Whenever I think of Gaza I remember a cartoon I saw many years ago when I was still a citizen of the troubled Middle East.  The cartoon could have been by the late Palestinian cartoonist Naji Al Ali, but I could not trace it on his official website.  In the cartoon the Arab nation is depicted as a wounded woman; a knife had just stabbed her chest. An arrow points to the bleeding wound, proclaiming it as Gaza غزة . The cartoon works best in Arabic and particularly for those of us familiar with the Eastern Mediterranean version of spoken Arabic, where غزة (Ghazzah) means a stab, and is perhaps a derivative of غرزة a stitch, usually made with a sharp needle or similar instrument.

In my mind Gaza is still bleeding, and it is a wound in the heart of the whole world. I feel sorry for those who are forced to endure life within its borders, because I know that most wouldn’t want to live there if they had a choice.

Gaza is worse than a Bantustan. It is one of the most densely populated regions of the world. The living conditions of the people there are among the worst in the world. Now they are living under the shadow of death,  destruction and war. I have nothing but sorrow and sympathy to offer them.

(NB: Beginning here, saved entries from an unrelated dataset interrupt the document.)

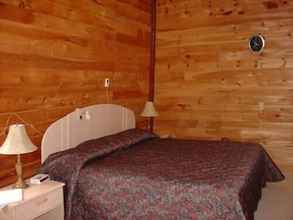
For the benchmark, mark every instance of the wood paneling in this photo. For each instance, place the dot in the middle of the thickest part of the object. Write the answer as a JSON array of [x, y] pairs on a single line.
[[209, 85], [55, 55]]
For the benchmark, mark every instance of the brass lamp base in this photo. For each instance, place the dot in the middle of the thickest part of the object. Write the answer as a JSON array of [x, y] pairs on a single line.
[[20, 184]]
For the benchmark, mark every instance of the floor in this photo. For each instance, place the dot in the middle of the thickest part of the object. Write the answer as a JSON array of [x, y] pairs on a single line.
[[277, 201]]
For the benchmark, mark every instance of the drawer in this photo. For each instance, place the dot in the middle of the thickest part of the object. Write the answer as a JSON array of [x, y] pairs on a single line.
[[39, 205]]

This blog is not about politics.  I do not want to stand for a cause or declare myself as a militant supporter of one side over the other. I will not write from the viewpoint of an Arab, although I spent the best part of my youth in the Middle East, and I am familiar with the pain, the disappointment and their by-product of extremism.  I am writing because I do not understand how some South Africans Jews who have never been to the Middle East and know nothing about the conflict, choose to support the attack on Gaza.

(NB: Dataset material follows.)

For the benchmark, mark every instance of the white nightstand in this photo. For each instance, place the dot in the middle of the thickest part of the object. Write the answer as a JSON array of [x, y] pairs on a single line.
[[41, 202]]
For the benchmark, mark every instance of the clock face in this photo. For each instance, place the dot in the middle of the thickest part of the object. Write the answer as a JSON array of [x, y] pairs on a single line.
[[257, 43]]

I performed a google image search on Gaza and came up with over 15 million pictures. They are mostly of death, destruction and misery without end. Gaza is still a wound that is bleeding the world. Nothing has changed in the last two decades; violence breeds extremism and then more violence. So the the bloody history is poised to repeat itself again and again, as long as radicals on both sides of the divide keep calling for each others blood. It is never going to end.